Usually, Treasuries with longer time frames have higher yields. Why? Because investors require higher rates of return for locking up their capital for longer periods. The figure shows the “yield curve” as of December 22, 2011.
Yields remain abnormally low due to economic uncertainty. Investors accept these low returns in exchange for safety. When shorter-term yields exceed longer-term yields to produce an “inverted yield curve,” it reflects near-term concerns of potential recessions. Inverted Treasury yields occurred in April 2000, prior to the 2001 recession, and in January 2006, prior to the most recent recession.
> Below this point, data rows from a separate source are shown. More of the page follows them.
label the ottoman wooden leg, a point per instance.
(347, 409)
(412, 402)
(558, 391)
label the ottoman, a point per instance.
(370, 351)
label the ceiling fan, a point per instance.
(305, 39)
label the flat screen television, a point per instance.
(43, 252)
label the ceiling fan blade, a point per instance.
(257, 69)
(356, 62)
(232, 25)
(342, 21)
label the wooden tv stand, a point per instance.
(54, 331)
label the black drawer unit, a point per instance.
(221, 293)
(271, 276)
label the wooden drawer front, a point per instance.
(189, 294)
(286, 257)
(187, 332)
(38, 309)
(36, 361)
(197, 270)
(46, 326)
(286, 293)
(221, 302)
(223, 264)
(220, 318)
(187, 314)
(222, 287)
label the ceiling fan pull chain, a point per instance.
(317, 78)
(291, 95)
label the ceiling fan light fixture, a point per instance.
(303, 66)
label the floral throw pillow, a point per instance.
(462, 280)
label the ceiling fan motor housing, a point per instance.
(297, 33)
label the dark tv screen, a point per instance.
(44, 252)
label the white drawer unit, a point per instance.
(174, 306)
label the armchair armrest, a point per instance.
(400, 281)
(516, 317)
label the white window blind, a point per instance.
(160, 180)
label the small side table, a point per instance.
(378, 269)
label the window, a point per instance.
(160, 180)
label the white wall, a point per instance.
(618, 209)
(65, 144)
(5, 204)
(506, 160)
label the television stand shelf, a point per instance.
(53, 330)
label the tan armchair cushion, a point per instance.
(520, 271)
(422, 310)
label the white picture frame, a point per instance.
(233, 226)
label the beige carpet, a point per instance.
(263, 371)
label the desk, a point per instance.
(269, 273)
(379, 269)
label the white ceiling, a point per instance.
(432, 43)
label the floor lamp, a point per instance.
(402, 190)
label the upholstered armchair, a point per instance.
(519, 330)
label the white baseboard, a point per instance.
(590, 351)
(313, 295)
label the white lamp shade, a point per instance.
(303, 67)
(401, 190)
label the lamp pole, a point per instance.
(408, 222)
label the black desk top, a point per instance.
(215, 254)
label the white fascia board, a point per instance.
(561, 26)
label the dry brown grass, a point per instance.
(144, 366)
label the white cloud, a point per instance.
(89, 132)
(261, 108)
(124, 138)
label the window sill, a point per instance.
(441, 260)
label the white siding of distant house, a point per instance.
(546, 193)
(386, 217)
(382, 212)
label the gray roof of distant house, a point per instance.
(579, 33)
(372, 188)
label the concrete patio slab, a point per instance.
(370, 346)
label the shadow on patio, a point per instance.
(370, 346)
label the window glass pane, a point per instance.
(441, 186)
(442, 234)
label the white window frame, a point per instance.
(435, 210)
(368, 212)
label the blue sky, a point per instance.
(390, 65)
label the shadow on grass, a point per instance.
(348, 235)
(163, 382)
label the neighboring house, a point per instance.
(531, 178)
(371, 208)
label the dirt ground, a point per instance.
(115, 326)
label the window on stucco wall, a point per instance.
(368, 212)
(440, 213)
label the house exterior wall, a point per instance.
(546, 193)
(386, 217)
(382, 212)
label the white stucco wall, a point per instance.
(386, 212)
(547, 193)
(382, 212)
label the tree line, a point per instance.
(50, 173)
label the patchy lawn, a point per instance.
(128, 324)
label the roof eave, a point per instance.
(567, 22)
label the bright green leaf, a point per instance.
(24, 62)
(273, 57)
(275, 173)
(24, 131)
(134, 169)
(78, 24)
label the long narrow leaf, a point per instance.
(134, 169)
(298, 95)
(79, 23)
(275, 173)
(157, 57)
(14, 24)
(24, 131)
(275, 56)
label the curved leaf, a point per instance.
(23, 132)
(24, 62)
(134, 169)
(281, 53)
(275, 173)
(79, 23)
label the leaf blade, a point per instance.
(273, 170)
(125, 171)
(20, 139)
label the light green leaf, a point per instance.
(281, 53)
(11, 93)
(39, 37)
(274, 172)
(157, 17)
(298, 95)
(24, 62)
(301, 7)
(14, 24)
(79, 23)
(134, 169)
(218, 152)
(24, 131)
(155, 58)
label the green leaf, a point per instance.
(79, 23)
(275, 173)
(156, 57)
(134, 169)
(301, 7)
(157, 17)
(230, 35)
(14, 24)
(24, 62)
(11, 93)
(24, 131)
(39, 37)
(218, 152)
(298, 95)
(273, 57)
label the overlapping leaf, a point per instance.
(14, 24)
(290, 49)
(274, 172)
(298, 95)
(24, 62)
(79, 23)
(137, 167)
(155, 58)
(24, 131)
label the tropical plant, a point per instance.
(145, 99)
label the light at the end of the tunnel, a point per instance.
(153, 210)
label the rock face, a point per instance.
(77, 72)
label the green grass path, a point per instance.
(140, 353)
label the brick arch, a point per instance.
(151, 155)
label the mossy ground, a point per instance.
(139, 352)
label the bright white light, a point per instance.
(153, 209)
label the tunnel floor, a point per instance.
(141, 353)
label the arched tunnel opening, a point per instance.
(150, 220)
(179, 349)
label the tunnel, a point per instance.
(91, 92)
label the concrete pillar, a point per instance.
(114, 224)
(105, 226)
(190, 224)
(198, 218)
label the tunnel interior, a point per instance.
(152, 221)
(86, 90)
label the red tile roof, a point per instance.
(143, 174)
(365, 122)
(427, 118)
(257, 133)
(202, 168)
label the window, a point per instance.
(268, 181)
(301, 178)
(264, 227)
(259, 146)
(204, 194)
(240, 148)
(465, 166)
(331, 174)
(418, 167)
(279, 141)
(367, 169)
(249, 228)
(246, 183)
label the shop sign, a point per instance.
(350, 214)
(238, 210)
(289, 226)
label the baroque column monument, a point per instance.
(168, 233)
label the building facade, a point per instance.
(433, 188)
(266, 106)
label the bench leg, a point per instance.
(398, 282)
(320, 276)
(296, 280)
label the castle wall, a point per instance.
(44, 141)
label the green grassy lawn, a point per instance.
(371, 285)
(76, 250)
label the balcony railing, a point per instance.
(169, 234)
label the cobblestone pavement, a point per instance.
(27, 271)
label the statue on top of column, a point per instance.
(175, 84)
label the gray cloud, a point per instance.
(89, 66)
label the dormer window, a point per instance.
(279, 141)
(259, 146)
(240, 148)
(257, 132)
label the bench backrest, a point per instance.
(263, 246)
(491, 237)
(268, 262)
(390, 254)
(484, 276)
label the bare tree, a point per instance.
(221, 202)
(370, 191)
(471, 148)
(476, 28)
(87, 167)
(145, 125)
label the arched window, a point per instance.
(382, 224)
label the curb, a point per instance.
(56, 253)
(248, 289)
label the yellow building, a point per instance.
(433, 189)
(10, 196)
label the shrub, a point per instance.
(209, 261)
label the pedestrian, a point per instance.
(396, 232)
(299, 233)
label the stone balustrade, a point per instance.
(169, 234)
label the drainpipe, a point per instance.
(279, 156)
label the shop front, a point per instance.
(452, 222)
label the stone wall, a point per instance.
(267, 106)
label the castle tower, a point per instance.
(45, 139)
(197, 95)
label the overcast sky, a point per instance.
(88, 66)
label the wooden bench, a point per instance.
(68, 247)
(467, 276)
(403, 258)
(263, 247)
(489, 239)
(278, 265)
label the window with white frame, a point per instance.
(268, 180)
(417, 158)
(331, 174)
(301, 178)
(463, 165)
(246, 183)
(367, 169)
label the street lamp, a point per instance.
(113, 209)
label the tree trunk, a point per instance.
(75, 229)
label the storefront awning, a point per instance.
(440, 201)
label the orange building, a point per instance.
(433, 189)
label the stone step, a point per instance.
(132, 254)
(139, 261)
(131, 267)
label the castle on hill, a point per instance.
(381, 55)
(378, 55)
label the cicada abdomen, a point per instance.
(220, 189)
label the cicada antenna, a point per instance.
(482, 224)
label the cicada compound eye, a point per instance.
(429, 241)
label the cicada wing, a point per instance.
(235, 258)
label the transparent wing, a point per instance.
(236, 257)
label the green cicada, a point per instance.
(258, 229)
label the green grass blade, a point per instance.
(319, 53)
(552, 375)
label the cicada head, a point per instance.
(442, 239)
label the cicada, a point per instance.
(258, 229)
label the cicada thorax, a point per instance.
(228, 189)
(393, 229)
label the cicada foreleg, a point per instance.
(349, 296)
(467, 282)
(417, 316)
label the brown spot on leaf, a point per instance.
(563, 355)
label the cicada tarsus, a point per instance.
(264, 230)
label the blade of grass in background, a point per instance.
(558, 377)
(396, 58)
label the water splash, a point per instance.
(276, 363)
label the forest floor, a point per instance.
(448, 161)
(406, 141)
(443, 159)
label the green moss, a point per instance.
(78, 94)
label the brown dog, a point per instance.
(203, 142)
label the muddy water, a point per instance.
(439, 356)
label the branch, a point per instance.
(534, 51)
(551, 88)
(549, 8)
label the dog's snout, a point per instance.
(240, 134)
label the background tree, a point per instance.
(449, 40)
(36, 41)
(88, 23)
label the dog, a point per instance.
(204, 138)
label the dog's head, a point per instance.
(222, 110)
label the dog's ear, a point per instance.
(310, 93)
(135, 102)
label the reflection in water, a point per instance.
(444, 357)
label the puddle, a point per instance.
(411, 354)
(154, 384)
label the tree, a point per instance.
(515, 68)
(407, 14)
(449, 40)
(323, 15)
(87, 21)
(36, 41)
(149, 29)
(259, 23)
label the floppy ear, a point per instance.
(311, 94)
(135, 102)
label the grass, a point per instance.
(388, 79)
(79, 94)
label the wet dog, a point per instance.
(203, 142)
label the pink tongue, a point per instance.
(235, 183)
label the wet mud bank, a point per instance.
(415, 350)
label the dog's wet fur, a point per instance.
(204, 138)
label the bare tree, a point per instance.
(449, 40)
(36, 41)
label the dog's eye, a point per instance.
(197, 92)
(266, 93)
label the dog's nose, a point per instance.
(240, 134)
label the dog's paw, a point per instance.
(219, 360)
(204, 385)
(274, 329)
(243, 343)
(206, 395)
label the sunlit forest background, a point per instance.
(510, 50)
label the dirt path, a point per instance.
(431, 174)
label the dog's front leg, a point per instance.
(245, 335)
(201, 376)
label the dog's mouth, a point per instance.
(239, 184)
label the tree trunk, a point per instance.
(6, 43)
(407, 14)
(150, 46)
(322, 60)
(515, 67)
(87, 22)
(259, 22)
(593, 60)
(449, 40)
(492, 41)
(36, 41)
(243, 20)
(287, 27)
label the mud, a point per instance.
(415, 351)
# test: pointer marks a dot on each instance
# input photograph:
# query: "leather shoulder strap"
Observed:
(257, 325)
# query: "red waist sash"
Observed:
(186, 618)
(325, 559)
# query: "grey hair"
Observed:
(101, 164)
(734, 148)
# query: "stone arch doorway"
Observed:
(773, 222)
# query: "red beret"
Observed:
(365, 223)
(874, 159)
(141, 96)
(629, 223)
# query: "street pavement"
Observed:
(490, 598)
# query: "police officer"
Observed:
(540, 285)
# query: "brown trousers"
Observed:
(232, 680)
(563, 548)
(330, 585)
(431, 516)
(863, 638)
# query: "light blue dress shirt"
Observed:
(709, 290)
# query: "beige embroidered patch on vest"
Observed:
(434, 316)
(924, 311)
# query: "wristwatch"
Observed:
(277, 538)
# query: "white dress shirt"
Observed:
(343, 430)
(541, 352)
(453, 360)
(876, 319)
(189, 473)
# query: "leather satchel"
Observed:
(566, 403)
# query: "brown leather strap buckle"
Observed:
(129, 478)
US Treasuries versus Timberlands and Timber REITs
On an annualized basis and year-to-date, how have timberland investment yields benchmarked to 10-year US Treasuries? For the ten year period from 2001 through 2010, both private (less liquid timberlands) and public (more volatile timber REIT stocks) investment vehicles outperformed US Treasuries (see table).
Year-to-date, shorter term market volatility has punished equities and private timberland markets reflect the cresting of timberland prices over the past three years. Still, for those holding public timber REITs, the positive cash flow associated with quarterly dividend distributions offset share price declines, as reflected in the FTR Total Returns Index.